Still, developing the land will take time.

The Jaguars, Iguana Investments, or another entity would need to acquire the development rights from the DIA like it did with the other riverfront properties if it wants to build anything other than a parking lot.

Holt said the team continues to negotiate with the city on both the larger acreage Shipyards development and a possible build-out of Parking Lot J.

Any construction designs also would need approval from the Downtown Development Review Board.

The City Council would have the final say on any economic development agreement that requires a public/private financing partnership.

From there, the city or the team would have to clean up the site before any construction.

The Bigger Picture

The approval for the Parking Lot J development could take six months to a year. That’s a much faster timeframe than Khan’s more ambitious vision for the Downtown Northbank.

Iguana Investments was awarded the development rights to pursue a mixed-use development on 70 acres of riverfront property in April from the DIA.

Those plans are on hold while Iguana conducts environmental testing on the land and the city awaits funding commitments from the state and federal government to remove an elevated roadway extending from the Hart Bridge, which bisects the stadium complex and the riverfront.

Curry and his staff traveled to Tallahassee on Jan. 31 to discuss the ramp removal and several other issues with state lawmakers.

Curry reportedly met with Gov. Rick Scott and members of the Duval Delegation, including Sen. Aaron Bean, Senate Appropriations Chair Rob Bradley, Rep. Travis Cummings and Rep. Clay Yarborough, and House Speaker Richard Corcoran.

The mayor’s office said removing the ramps is beneficial to improving traffic flow and making it easier for large trucks to access the Talleyrand port.

A $12.5 million budget line item for the “Talleyrand Connector” received preliminary approval Friday with other Florida House budget requests during a joint conference meeting of the House Transportation & Tourism Appropriations Subcommittee and the Senate Appropriations Subcommittee on Transportation, Tourism and Economic Development.

The budget request is sponsored in the Senate by Bean and would fund $12.5 million of the estimated $50 million to remove the ramps above Gator Bowl Boulevard.

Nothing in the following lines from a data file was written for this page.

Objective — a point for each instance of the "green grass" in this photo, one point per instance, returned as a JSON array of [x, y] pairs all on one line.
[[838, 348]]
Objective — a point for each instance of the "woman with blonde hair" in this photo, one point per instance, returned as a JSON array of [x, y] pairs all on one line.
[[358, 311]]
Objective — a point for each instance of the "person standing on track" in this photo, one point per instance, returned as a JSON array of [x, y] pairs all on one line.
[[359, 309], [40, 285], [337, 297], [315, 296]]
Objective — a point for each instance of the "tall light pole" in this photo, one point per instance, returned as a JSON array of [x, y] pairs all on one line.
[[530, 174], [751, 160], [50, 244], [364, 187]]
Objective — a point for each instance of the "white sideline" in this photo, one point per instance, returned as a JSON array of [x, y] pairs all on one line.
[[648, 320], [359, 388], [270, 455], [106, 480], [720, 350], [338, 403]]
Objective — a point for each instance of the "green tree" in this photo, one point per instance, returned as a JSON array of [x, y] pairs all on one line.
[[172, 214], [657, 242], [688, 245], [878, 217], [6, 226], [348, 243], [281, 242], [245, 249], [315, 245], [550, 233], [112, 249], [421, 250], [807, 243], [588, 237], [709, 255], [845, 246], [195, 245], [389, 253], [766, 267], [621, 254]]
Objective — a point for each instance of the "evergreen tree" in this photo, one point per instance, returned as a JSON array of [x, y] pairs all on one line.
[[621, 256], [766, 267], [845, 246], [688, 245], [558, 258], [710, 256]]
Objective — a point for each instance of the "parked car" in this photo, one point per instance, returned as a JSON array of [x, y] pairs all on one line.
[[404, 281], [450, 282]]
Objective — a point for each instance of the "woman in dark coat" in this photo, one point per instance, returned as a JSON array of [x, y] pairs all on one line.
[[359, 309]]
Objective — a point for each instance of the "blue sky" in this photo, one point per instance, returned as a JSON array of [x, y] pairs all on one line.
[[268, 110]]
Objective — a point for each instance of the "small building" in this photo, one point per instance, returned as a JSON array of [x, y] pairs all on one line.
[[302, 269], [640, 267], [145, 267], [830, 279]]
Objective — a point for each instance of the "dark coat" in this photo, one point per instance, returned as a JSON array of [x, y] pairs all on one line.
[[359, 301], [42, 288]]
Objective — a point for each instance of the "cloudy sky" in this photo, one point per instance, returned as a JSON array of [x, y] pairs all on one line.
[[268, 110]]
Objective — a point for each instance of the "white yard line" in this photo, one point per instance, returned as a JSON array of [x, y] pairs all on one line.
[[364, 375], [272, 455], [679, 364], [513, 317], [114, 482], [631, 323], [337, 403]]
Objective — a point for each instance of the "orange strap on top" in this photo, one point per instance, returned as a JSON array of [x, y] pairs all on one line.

The city also is awaiting a decision from the U.S. Department of Transportation for a $25 million Infrastructure for Rebuilding America grant. Jacksonville is one of three Florida municipalities vying for the funding.

The state budget will be approved before the start of the fiscal year July 1.

The grant is expected to be awarded around the same time the administration asks City Council to fund the remaining $12.5 million as a capital improvement project during the city’s budget negotiations this fall.

The city’s budget will be approved before Oct. 1, meaning movement on the Shipyards project isn’t likely to begin until at least 2019.